Lanquín y Semuc Champey
 

Medio escondido en la sierra de Guatemala, con un difícil acceso por carreteras un tanto recónditas, se encuentra el pueblo de Lanquín.

Ubicado en un lugar privilegiado, con una naturaleza que atrae cada vez a más turistas. Cuevas, cascadas, ríos, selva y una comunidad con un fuerte componente indígena forman este pintoresco pueblo, un lugar imprescindible en un viaje por Guatemala.

Cómo llegar

La llegada a Lanquín no es fácil. Principalmente porque solo desde Ciudad de Guatemala hay autobuses directos. Si te encuentras en Atitlán, Antigua o Flores tendrás que cambiar al menos un par de veces de autobús para poder llegar. Eso sí, el camino merece igualmente la pena por la cantidad de paisajes espectaculares con los que te irás cruzando.

La carretera que llega hasta Lanquín es la número 6, lo mejor que puedes hacer es ir a la estación y preguntar.
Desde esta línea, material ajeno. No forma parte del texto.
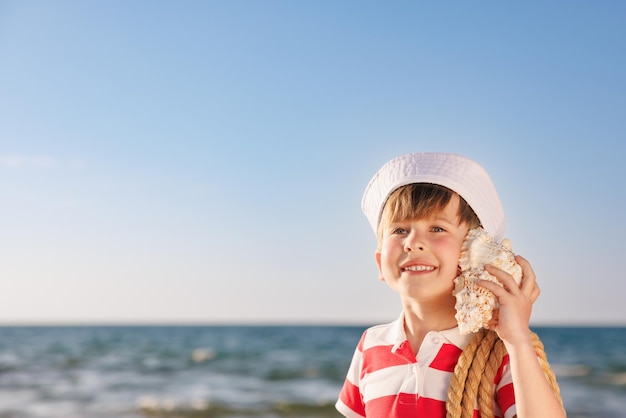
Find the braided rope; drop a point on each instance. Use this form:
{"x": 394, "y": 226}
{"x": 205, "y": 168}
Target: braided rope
{"x": 473, "y": 379}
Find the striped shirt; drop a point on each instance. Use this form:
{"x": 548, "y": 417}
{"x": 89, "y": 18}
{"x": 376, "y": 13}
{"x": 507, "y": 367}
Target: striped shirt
{"x": 387, "y": 380}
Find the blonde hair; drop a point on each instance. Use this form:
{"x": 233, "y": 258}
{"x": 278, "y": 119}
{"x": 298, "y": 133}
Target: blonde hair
{"x": 420, "y": 200}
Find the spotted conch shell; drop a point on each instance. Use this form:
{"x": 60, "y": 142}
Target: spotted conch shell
{"x": 474, "y": 304}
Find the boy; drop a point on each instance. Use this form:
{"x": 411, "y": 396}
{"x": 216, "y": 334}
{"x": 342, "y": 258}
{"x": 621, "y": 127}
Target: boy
{"x": 421, "y": 206}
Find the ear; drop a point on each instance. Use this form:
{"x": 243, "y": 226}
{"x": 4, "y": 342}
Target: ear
{"x": 378, "y": 263}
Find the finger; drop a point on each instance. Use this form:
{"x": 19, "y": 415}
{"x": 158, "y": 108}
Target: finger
{"x": 495, "y": 288}
{"x": 535, "y": 292}
{"x": 529, "y": 280}
{"x": 493, "y": 322}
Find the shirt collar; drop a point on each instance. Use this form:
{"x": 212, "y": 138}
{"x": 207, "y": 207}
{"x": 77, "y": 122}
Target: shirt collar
{"x": 452, "y": 335}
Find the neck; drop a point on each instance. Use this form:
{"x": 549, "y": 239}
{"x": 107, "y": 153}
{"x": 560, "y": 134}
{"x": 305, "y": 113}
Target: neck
{"x": 420, "y": 319}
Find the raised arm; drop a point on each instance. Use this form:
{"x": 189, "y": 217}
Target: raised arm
{"x": 534, "y": 398}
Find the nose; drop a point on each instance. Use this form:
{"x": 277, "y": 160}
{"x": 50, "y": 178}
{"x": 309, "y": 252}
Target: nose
{"x": 413, "y": 242}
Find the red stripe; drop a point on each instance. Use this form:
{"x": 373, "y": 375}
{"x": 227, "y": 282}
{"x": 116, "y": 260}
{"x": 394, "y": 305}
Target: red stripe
{"x": 381, "y": 357}
{"x": 506, "y": 397}
{"x": 446, "y": 358}
{"x": 498, "y": 376}
{"x": 351, "y": 397}
{"x": 405, "y": 405}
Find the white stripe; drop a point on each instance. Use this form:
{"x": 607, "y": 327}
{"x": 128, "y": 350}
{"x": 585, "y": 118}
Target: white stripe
{"x": 389, "y": 382}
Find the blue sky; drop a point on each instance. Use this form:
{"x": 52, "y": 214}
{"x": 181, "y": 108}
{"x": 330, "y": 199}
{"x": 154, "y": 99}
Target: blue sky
{"x": 204, "y": 161}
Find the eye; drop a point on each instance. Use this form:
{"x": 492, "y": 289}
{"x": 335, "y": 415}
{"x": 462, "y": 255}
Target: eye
{"x": 399, "y": 231}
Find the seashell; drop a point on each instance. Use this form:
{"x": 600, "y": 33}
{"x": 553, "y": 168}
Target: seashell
{"x": 474, "y": 304}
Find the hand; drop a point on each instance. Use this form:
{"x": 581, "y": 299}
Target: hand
{"x": 511, "y": 319}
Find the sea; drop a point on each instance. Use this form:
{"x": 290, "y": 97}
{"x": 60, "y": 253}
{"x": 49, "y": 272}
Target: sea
{"x": 244, "y": 371}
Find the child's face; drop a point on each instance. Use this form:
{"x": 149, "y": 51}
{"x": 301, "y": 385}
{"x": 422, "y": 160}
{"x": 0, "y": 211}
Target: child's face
{"x": 418, "y": 258}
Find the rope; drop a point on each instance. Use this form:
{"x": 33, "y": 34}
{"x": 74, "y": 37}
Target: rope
{"x": 473, "y": 379}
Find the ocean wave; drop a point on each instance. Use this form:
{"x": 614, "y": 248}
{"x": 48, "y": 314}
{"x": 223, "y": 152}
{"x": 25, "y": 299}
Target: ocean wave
{"x": 168, "y": 408}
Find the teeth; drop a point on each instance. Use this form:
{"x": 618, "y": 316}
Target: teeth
{"x": 419, "y": 268}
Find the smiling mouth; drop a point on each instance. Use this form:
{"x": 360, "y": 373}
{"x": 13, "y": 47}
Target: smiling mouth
{"x": 418, "y": 268}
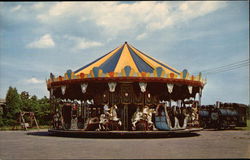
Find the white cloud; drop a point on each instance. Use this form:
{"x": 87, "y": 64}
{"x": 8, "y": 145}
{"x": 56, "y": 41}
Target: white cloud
{"x": 45, "y": 41}
{"x": 82, "y": 43}
{"x": 38, "y": 5}
{"x": 18, "y": 7}
{"x": 116, "y": 18}
{"x": 34, "y": 81}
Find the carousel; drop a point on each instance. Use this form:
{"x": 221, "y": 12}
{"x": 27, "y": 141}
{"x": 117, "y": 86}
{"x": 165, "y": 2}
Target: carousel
{"x": 125, "y": 92}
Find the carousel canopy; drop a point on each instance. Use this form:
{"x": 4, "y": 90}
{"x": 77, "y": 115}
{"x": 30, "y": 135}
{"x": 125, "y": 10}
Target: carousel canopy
{"x": 126, "y": 63}
{"x": 126, "y": 55}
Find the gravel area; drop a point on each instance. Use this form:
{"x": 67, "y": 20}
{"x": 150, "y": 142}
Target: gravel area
{"x": 208, "y": 144}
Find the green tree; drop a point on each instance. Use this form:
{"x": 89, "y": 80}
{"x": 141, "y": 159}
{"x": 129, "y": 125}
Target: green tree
{"x": 13, "y": 106}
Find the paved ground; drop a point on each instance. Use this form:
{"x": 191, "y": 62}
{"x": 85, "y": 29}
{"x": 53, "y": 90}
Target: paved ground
{"x": 209, "y": 144}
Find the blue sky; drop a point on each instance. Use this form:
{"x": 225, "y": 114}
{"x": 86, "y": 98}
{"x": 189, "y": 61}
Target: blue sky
{"x": 37, "y": 38}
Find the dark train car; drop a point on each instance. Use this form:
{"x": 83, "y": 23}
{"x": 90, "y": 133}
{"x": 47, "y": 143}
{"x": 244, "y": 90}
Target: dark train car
{"x": 223, "y": 116}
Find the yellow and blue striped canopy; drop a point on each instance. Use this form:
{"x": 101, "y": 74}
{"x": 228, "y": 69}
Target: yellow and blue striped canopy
{"x": 126, "y": 55}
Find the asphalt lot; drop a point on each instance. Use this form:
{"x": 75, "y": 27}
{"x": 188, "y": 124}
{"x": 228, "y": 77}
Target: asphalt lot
{"x": 208, "y": 144}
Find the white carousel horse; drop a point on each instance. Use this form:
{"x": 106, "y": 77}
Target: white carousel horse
{"x": 136, "y": 117}
{"x": 113, "y": 115}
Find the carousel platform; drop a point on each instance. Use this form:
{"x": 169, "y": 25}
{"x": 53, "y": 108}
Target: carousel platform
{"x": 125, "y": 134}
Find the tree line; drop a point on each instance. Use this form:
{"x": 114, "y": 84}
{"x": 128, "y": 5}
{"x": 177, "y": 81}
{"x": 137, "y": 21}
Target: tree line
{"x": 15, "y": 103}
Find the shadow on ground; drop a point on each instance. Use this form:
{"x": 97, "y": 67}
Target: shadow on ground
{"x": 117, "y": 136}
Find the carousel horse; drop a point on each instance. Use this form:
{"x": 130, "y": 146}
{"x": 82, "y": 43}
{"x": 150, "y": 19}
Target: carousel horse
{"x": 92, "y": 123}
{"x": 143, "y": 120}
{"x": 109, "y": 120}
{"x": 149, "y": 115}
{"x": 136, "y": 118}
{"x": 162, "y": 119}
{"x": 114, "y": 121}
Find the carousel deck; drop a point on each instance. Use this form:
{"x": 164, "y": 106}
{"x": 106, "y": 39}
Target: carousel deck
{"x": 123, "y": 134}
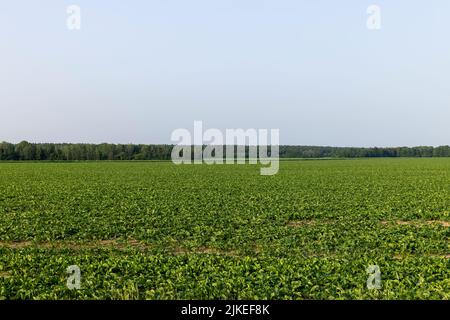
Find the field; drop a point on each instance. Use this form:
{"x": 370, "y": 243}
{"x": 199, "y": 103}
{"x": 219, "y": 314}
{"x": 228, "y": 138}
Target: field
{"x": 153, "y": 230}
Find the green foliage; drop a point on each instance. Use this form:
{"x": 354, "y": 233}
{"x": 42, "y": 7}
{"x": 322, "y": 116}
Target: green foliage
{"x": 154, "y": 230}
{"x": 66, "y": 151}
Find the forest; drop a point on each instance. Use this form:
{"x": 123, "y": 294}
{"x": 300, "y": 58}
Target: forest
{"x": 80, "y": 151}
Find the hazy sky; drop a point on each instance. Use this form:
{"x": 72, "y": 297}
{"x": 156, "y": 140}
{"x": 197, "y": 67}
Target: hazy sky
{"x": 137, "y": 70}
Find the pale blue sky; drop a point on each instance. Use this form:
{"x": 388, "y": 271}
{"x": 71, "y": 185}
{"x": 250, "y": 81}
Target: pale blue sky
{"x": 137, "y": 70}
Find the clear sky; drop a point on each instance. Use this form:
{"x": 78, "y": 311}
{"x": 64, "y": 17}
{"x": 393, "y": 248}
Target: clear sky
{"x": 137, "y": 70}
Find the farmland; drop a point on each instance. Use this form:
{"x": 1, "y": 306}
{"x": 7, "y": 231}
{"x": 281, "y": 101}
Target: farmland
{"x": 153, "y": 230}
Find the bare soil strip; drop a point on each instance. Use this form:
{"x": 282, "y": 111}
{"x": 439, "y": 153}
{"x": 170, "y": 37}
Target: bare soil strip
{"x": 95, "y": 244}
{"x": 416, "y": 223}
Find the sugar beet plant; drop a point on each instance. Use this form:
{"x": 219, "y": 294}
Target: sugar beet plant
{"x": 153, "y": 230}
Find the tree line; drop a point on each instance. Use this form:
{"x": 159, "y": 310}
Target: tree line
{"x": 78, "y": 151}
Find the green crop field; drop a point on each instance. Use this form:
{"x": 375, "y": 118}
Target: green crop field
{"x": 154, "y": 230}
Los conductores te dirán en qué pueblo parar para tomar otro autobús. 

Ten en cuenta que los autobuses los llenan hasta que no cabe ni un alfiler. Y si más gente llega al techo que te suben. Si quieres ser uno de los afortunados que van sentados o bien tienes suerte o te esperas a que salga el siguiente. El transporte guatemalteco no se distingue por su comodidad.

El pueblo y las grutas de Lanquín

A un kilómetro escaso antes de llegar al pueblo el conductor del autobús pregunta si alguien quiere bajarse en las grutas.

Resulta ser una cueva bastante grande y pobremente iluminada cuya entrada está al lado del precioso río Lanquín, de aguas turquesas. La frondosa vegetación que cubre los alrededores hace que te sientas perdido en medio de la selva, aunque sepas que el pueblo está ahí a escasos kilómetros.